Under all other important for sport of the table tennis to demanded equipment one thinks that a table tennis net is very important. The net is available in the correct size. This should not be more than the length of 6 thumbs. Table tennis net is connected on two his sides on the clip of the tennis. The net is also covered, so much that it applies to 6 thumbs or to 15.25 centimetres beyond the table of the table tennis about every side. There are so many manufacturers, can as supply the accessories as equipment, so that be easily collected he for the posts of the table tennis or the clips. In the majority time the accessories with the net of the table tennis are wrapped up, so that the high-class clips or the posts can be easily bought.

If you buy the net of the table tennis, make sure above all that his components are the upper quality. There should be nobody who is almost sparing on the material or the production. The table tennis net should be built by such a kind which is guilty it for a long-term of time. The height of the net of the table tennis should be slightly regulable. The tensioning system of the net of the tennis should be also reliable and can be easily used. The rope of the net of the table tennis should be added to the height of the net, so that the net of the table tennis hangs up rights on the rope. The net of the tennis of the brand table is the good equipment to shop. This is because he will increase the period of time of the net of the tennis just as well like you will help to play a better play. If you want in - the tennis of the play table severely, it is better to buy the net of the tennis of good-quality table. They should always remember that the high-class equipment is the last word in any play like the table tennis. The net of the tennis helps the ball to leave, look after the height, so that this is fair. The tension of the net of the tennis should also suit to make the good blows. That's why you should look at all abovementioned factors, before you buy the net of the tennis.

About the Author

My table tennis blog - http://stigatabletennis.org

Is it possible, as the figure shows, to stack the bricks such that no part of the top brick is over the table?

Your task in a science contest is to stack four identical uniform bricks on the edge of a table, each of length L, so that the top brick is as far to the right as possible without the stack falling over. Is it possible, to stack the bricks such that no part of the top brick is over the table? Answer this question by determining the maximum possible value of d.

Express your answer in terms of the variable .
d= _________________

lol, I haven't seen this one for a while...

The top brick is positioned such that its centre of mass is directly above the end of the next brick.

The system of two bricks has a new centre of mass. This centre is more towards the 2nd brick than for just the top brick. So this new centre of mass is placed over the end of the next brick. etc Make sure you grasp this fully by drawing it out...

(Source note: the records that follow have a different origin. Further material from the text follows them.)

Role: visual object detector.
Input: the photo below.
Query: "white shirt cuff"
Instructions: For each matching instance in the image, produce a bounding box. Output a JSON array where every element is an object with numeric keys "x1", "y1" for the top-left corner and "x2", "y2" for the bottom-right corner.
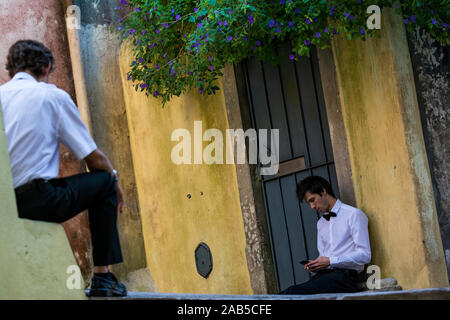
[{"x1": 330, "y1": 257, "x2": 338, "y2": 267}]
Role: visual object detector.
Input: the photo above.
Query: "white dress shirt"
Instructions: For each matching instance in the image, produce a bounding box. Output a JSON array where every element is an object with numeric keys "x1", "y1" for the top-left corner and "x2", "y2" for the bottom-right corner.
[
  {"x1": 317, "y1": 199, "x2": 371, "y2": 272},
  {"x1": 0, "y1": 72, "x2": 97, "y2": 188}
]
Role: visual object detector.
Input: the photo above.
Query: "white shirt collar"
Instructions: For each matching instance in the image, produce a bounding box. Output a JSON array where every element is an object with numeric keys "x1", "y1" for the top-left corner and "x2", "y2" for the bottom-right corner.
[{"x1": 13, "y1": 72, "x2": 37, "y2": 82}]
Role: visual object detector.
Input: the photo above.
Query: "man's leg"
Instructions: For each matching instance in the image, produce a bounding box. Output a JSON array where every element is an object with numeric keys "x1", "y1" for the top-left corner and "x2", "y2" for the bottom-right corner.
[
  {"x1": 16, "y1": 171, "x2": 126, "y2": 296},
  {"x1": 17, "y1": 171, "x2": 123, "y2": 266},
  {"x1": 280, "y1": 269, "x2": 358, "y2": 294}
]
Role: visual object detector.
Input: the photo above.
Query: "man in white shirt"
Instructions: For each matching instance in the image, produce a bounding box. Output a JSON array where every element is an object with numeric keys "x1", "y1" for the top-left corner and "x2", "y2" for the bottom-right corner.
[
  {"x1": 0, "y1": 40, "x2": 127, "y2": 296},
  {"x1": 281, "y1": 176, "x2": 371, "y2": 294}
]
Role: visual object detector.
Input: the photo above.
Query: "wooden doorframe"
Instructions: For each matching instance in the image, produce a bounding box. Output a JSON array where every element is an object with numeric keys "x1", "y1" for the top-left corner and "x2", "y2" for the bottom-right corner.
[{"x1": 222, "y1": 45, "x2": 356, "y2": 294}]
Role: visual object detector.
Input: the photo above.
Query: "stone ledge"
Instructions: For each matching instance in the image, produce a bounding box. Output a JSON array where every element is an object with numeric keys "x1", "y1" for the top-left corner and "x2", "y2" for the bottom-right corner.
[{"x1": 90, "y1": 287, "x2": 450, "y2": 301}]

I want to call the distance to the centre of a brick L units (i.e. half a brick length is L units not a whole brick).

===
For the top brick, brick1, its centre of mass is L from its outer edge (the most overhanging edge)
This point is now placed directly over the end of brick2.
====
For brick2, its own centre of mass will be L further toward the table ie L + L from the outer edge of the brick1 (because brick1 places it centre of mass directly above brick2's end).

The combined centre of mass is therefore at

(L + 2L) / 2 ie average of the two bricks

= L + L/2 distance from the brick1's outer edge

This point is now placed directly over the end of brick3.
====
For brick3 its own centre of mass will be L further toward the table ie L + {L + L/2} from the outer edge of brick1 (because brick1 and brick2 place their combined centre of mass directly above brick3's end).

The combined centre of mass is therefore at

2 {L + L/2} + (L + {L + L/2})
------------------------------------
3

ie two lots of mass at {L + L/2} and 1 at L + {L + L/2} , averaged.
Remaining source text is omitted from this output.